Nonetheless, it would be silly to ignore the need for incentives. There are incentives in terms of wages and job security, of course, but there are also incentives, or disincentives, in terms of inspiration and fulfilment. Here, the government has been doing a dismal job.

It can hardly help that Britain was embarrassed in its last two major conflicts. As someone with a natural aversion to war, I don’t want to project my dovish attitudes onto the troops. Let’s face it: most soldiers don’t sign up hoping not to be deployed any more than most football players hope to sit on the bench. (That’s not meant to be disparaging. Soldiers are allowed to get a kick out of real or potential conflict. It is when opinion columnists or politicians do the same that we have a problem.)

But I doubt that soldiers want to be sent to stupid wars — wars where the national interest is tenuous, the goals are ill-conceived and the consequences are destructive. The invasions of Iraq and Afghanistan have happened now. We cannot take them back. But when young people tell researchers that being in the Armed Forces wouldn’t “fit with their values”, those wars must have had some effects. Politicians have to internalise that and be better going forwards.

We should also ask ourselves what sort of example politicians are setting

We should also ask ourselves what sort of example politicians are setting. Members of the Armed Forces sign up to protect Britain from external enemies. But how safe are politicians keeping British citizens at home? Jihadis who should never have been in the UK in the first place have been able to carry out attacks. We can’t deport leaders of grooming gangs to their homelands because their homelands — nations we support through foreign aid — don’t want to take them. Members of ISIS have swanned out and in. A lack of seriousness about security at home hardly inspires people to care about threats from abroad.

Add this to the RAF’s active discrimination against white male applicants in order to reach its diversity targets, and attempts to judge officers by the “inclusiveness and diversity” of their units, and you can understand why patriotic young people might feel too demoralised to join. I know that Conservatives can be too quick to blame “wokeness” for everything and its mother but that does not mean that spilled egalitarianism has no ill effects. Extending recruitment should not mean alienating the traditional base.

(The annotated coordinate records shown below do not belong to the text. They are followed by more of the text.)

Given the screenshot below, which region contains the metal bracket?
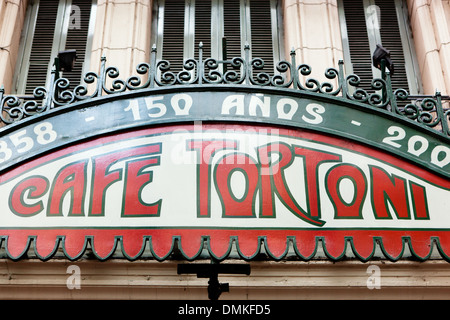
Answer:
[177,263,250,300]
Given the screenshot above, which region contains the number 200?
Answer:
[383,126,450,168]
[0,122,58,163]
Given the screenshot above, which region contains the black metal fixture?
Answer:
[177,263,250,300]
[58,50,77,71]
[372,44,394,75]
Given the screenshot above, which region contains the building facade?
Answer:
[0,0,450,300]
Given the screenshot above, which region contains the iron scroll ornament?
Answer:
[0,43,450,138]
[0,46,449,260]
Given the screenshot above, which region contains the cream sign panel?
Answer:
[0,123,450,231]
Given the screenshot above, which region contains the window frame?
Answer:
[151,0,284,71]
[12,0,97,94]
[338,0,423,94]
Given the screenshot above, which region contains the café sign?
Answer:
[0,87,450,260]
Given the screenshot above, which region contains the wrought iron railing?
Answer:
[0,43,450,137]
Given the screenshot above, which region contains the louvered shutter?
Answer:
[223,0,241,59]
[25,0,58,95]
[343,0,408,90]
[162,0,185,71]
[343,0,373,89]
[25,0,92,95]
[250,0,274,73]
[375,0,408,90]
[62,0,92,89]
[194,0,211,59]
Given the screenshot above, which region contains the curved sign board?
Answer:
[0,87,450,260]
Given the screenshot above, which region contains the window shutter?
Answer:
[343,0,408,90]
[194,0,211,59]
[375,0,408,90]
[223,0,242,59]
[62,0,92,89]
[25,0,58,95]
[250,0,274,74]
[343,0,373,89]
[162,0,185,72]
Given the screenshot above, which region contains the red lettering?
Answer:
[122,156,162,217]
[187,140,237,217]
[410,182,430,220]
[294,147,341,218]
[326,164,367,219]
[214,153,259,218]
[9,176,49,217]
[370,166,411,219]
[47,160,87,216]
[89,143,161,216]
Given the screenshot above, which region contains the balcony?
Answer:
[0,43,450,137]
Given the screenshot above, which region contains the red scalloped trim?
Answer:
[1,229,450,261]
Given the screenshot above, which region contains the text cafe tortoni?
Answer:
[0,87,450,256]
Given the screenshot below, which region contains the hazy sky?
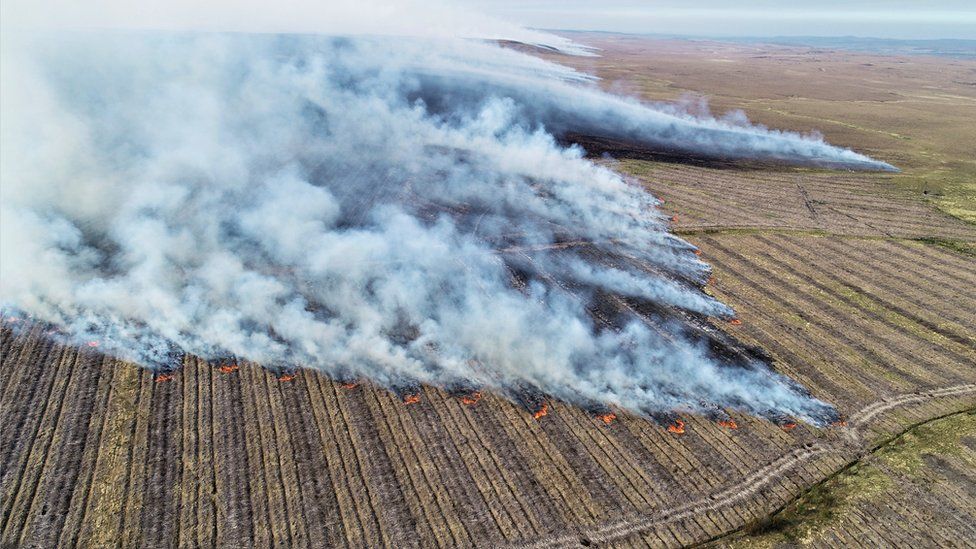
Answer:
[465,0,976,39]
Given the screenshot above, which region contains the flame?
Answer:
[532,402,549,419]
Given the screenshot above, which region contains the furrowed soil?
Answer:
[0,35,976,547]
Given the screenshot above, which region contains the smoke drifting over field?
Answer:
[0,8,888,421]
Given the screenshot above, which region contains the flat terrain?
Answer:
[0,35,976,547]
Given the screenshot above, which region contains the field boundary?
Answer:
[513,383,976,549]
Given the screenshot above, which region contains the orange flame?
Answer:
[668,419,685,435]
[532,402,549,419]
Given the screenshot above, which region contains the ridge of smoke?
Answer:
[0,33,872,422]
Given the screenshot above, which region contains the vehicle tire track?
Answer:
[515,383,976,548]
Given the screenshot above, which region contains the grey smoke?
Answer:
[0,28,872,422]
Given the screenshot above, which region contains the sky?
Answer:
[464,0,976,39]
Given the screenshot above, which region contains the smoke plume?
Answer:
[0,9,887,422]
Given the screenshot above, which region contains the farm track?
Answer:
[0,157,976,547]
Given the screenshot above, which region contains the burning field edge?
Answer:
[513,384,976,549]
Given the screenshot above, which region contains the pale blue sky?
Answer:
[465,0,976,39]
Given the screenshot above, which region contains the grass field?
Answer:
[0,35,976,547]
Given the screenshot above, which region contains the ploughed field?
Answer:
[0,36,976,547]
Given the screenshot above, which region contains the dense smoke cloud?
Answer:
[0,17,879,421]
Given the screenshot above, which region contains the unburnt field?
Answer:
[0,35,976,547]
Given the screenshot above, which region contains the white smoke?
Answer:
[0,5,878,422]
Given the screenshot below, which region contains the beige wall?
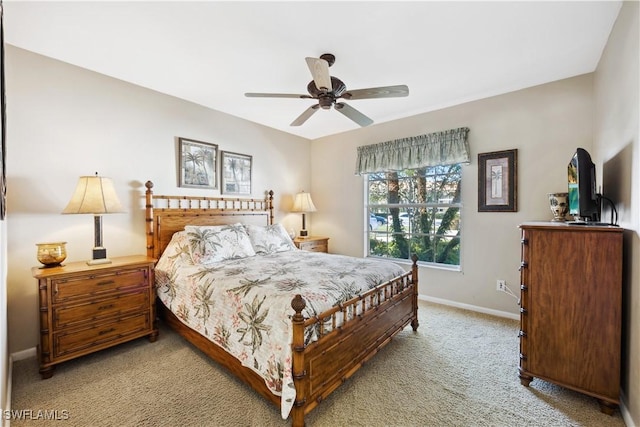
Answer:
[594,1,640,426]
[6,46,310,352]
[312,75,593,315]
[0,220,6,426]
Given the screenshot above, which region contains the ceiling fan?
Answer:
[245,53,409,126]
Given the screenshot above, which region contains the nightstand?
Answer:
[31,255,158,379]
[293,236,329,252]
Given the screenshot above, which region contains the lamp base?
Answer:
[87,258,111,265]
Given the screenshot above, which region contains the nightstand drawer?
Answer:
[53,288,149,329]
[300,241,328,252]
[293,236,329,252]
[53,313,151,357]
[51,268,147,304]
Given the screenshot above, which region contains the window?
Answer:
[366,163,462,268]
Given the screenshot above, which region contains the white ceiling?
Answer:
[4,0,621,139]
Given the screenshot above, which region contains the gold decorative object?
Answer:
[36,242,67,267]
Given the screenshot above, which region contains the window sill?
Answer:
[366,255,462,273]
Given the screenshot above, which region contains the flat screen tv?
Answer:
[567,148,600,222]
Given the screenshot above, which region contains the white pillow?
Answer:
[156,230,193,271]
[245,224,296,255]
[184,223,256,264]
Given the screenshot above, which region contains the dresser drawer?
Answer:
[53,288,149,330]
[51,269,148,304]
[53,313,151,357]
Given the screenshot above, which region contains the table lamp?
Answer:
[62,172,124,265]
[291,191,316,237]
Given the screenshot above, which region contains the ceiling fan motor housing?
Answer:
[307,76,347,110]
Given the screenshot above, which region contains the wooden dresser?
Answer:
[31,256,158,379]
[293,236,329,252]
[519,222,623,414]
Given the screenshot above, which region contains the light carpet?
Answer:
[11,301,624,427]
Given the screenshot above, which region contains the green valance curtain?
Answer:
[356,128,470,175]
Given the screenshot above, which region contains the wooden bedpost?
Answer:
[292,294,307,427]
[267,190,273,225]
[144,181,154,257]
[411,254,420,331]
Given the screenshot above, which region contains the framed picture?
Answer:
[220,151,251,195]
[178,138,218,189]
[478,150,518,212]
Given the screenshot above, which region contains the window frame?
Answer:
[363,163,464,272]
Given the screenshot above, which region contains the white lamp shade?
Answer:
[62,175,124,215]
[291,191,316,212]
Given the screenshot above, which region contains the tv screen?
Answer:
[567,148,600,222]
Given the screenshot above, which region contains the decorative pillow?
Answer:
[156,231,193,271]
[245,224,296,254]
[184,223,256,264]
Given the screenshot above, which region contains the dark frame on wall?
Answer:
[478,149,518,212]
[178,138,218,189]
[220,151,253,196]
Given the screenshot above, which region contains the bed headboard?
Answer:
[145,181,273,260]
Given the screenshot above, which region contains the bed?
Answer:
[145,181,418,426]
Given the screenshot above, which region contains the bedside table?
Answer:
[293,236,329,252]
[31,255,158,379]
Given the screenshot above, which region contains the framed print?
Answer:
[478,150,518,212]
[220,151,251,195]
[178,138,218,189]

Recruitment is not the only problem, of course. There is also retention. It is one thing to make people join and quite another thing to get them to stay. It would be hubristic of me to act like an expert on how to keep people in military jobs, as if I have worn camouflage beyond the paintball field, but there seems to be a disconnect between the adventurous, explorative spirit of recruits and the “bureaucratic rubbish” they often end up being tasked with (to quote the sources of Professor Justin Bronk, Senior Research Fellow for Airpower and Technology at the Royal United Services Institute). 

Online chatter also suggests that the pay is simply not attractive enough when compared with civilian jobs to justify the disruption of family life. One user on the r/BritishMilitary subreddit answered the question of whether allowing people with asthma to join the British Army would make a big difference to recruitment with a brusque, “No, give them a pissing good wage.” Pay has risen, which I’m sure was very welcome, but if recruitment and retention remain too low that means that the market is speaking.

If the government is serious about the UK having to be “prepared” for war then it has to be more serious itself — serious about the social attachments that unite Britons and serious about the infrastructure that protects them. Army recruitment and retention is just one example, but if Britain cannot get that right, how could it face a broad conflict?

Granted, being prepared for war is not the same thing as having a war. You can prepare for a fire without having one, and being prepared for fire hopefully averts the possibility. But if I forgot to change the batteries in my smoke alarm and casually leave the gas on, well — I’m asking for trouble.